D-Glucose protectable cytochalasin B (CB) binding to subcellular membrane fractions was used to determine glucose transporter number in red (quadriceps-gastrocnemius-soleus) and white (quadriceps-gastrocnemius) rat muscle. CB binding was twofold higher in isolated plasma membranes of red than of white muscle. In contrast, the number of transporters in an isolated insulin-sensitive intracellular membrane organelle was similar in the two muscle groups. Immunoblotting and immunofluorescence microscopy with anti-GLUT4 and anti-GLUT1 antibodies indicated that both GLUT1 and GLUT4 transporter isoforms account for the higher abundance of CB binding sites in plasma membranes of red than of white muscle. Immunofluorescence localized GLUT4 to both the surface and the interior of the muscle cell and demonstrated that type I (slow twitch oxidative) and type IIa (fast twitch oxidative-glycolytic) fibers are enriched in GLUT4 protein compared with type IIb (fast twitch glycolytic) fibers. In contrast, GLUT1 reactivity was restricted to the surface of the muscle cell and was also highly enriched in the perineurial sheaths of peripheral nerves and the capsules of muscle spindles present in both red and white muscles.

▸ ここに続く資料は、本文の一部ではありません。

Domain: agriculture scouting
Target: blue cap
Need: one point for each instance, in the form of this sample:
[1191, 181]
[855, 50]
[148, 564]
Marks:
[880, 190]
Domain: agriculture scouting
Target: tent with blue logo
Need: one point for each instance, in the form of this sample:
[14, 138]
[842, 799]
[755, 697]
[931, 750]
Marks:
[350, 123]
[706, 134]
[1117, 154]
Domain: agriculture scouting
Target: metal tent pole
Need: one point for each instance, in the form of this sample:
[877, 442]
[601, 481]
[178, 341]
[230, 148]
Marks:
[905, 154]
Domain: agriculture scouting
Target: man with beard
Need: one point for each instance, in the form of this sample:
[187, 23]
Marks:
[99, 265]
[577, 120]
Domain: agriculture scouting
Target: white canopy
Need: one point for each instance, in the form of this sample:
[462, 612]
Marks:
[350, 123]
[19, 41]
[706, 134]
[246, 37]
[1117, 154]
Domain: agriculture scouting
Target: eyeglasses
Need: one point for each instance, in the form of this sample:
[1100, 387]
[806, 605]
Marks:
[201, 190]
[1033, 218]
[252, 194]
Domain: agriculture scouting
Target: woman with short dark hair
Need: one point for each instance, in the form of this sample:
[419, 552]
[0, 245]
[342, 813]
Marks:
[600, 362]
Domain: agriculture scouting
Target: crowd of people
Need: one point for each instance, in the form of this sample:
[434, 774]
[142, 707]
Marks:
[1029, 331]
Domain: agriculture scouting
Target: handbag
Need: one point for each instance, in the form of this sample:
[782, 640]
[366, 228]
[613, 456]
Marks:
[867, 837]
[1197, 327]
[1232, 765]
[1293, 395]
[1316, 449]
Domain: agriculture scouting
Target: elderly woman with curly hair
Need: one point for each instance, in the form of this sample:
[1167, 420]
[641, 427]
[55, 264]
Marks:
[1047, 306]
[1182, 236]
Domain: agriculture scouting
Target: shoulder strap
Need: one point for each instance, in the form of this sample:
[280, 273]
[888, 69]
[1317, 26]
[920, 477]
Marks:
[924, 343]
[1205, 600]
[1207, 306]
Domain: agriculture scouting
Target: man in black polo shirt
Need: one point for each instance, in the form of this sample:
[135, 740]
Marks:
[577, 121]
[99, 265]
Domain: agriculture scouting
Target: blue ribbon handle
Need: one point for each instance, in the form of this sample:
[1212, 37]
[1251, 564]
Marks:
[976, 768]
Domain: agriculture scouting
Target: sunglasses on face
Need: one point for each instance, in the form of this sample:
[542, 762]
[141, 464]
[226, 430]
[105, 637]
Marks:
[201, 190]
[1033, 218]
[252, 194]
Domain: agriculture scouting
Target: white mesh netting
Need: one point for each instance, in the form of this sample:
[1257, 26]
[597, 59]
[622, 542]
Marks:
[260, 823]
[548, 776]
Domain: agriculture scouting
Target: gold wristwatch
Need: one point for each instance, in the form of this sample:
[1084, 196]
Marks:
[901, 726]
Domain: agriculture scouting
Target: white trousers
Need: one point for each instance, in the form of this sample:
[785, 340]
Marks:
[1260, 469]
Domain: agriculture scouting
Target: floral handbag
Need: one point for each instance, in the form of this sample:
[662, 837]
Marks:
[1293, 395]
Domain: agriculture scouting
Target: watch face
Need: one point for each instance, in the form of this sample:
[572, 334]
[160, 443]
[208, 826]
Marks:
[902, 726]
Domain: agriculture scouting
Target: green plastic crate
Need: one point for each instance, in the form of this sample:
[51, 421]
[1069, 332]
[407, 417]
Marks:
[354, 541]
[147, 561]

Insulin caused a twofold increase in CB binding in isolated plasma membranes of red or white muscles with a corresponding 40-50% decrease in CB binding in isolated intracellular membranes. These changes in CB binding were paralleled by similar changes in the membrane distribution of the GLUT4 glucose transporter isoform and in glucose transport activity measured after insulin perfusion of hindquarter muscles. In contrast, insulin did not change the distribution of either GLUT1 glucose transporters or Na(+)-K(+)-ATPase alpha 1-subunits. The molar ratio of GLUT4 to GLUT1 in red and white muscle plasma membranes was found to be 4:1 in the basal state and 7:1 in the insulin-stimulated state. These results indicate that red muscle contains a higher amount of GLUT1 and GLUT4 transporters at the plasma membrane than white muscle in the basal and insulin-stimulated states but that GLUT4 translocation does not differ between muscle types. In addition, GLUT4 expression correlates with the metabolic nature (oxidative vs. glycolytic) of skeletal muscle fibers, rather than with their contractile properties (slow twitch vs. fast twitch).